Very political if so.
(I have a news show on right now)
In older movies, vampires are regularly indulgent recluses in great manors. In current modern depictions I often see them in secluded, sorta-slummy back-alley locations, often dealing with drugs in some form.
The vampire is a fear of what lies hidden in society, which changes over time; Lord Ruthven literally exposed the corruption of the elite and degraded the poor. Dracula was an Eastern European man coming to take English land and women. Carmilla fed on the blood of the peasantry but took real sustenance from her emotional bond to the nobility. Vampires were external monsters preying on what was good in society, with no chance of redemption or sympathy.
Chime in! Those can be taken as very societal/political allusions.
Jun 16, 2017 13:52
Louis and Lestat reflected a very different kind of societal paranoia: Anne Rice was writing in a time when American society was being forced into some self-reflection, so her vampires are human. Monstrous, but horrified by their own monstrosity, and ultimately a pathetic, sympathetic portrayal of flawed humans struggling with overwhelming desires thrust upon them.
I've tried to coin "Frankenstein syndrome," where someone knows they cause harm while trying to fit in.
We see the same kind of progression in the Phantom of the Opera, from horrific monster who is literally killed by having someone show him a moment of compassion, to Andrew Lloyd Webber's musical hunk who Just Needs To Be Loved.
Yes.
Wouldn't everything be sweet if all we had to do was behave and be rewarded?
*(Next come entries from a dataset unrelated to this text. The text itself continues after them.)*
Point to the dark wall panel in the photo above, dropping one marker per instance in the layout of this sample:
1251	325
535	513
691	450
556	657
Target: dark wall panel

So in terms of physical features it makes a lot of sense, historically, that Edward Cullen can go into the daylight but he sparkles in it: like Dracula, he's exposed in the daylight. And his crystalline beauty is a reflection of historical vampiric charm, updated through a century of film casting handsome actors as shorthand for animal charisma.
To my eyes, though, Edward Cullen is not thematically the vampire in Twilight. That role is Bella's.
She's the embodiment of middle-class anxiety over its own privilege, paralyzed between being convinced she deserves nothing and being upset that she doesn't have everything.
That last sentence!
Jun 16, 2017 13:59
Her toxic neurosis is the driving force of much of the plot, and infects her relationships with everyone she meets--much like Carmilla's emotional bond with her prey sucked the life from them.
Edward's own neuroses match Bella's like right and left gloves, and Twilight would be a most excellent story if it were not presented as a touching romance but rather as the horrific tale of two toxic personalities who enable each other to inflict their combined influence on the world.
That might be engineering, but what you said about tension between deserving nothing and not having everything!
(Also if it had a better editor. Or possibly any editor at all.)
I recall being disappointed in high school to learn that Edward's sparkling skin was not from, say, frost crystals from undeathly cold skin, but actually just literally diamonds. Chances of redemption via actually being hardcore & cool lost.
(previous sentence written before seeing the latest sentence before it)
Left to themselves, both Bella and Edward would've quickly shriveled up and died, emotionally if not (at least in Edward's case) literally. But they support and enable each other by justifying and reinforcing their respective self-esteem problems, making them functional enough together that they can bring a world of hurt down on everything around them.
It reminds me of themes in The Hunger, which was in turn loosely based on Carmilla but with fewer lesbians (which might surprise anyone who's seen The Hunger).
Jun 16, 2017 14:07
I wish my comparative literature friend were here to see this. In their stead, I'm sure glad to.
Like I said, vampires through pop culture is kind of a hobby.
That's... brilliant. In both meanings.
 
Conversation ended Jun 16, 2017 at 14:09.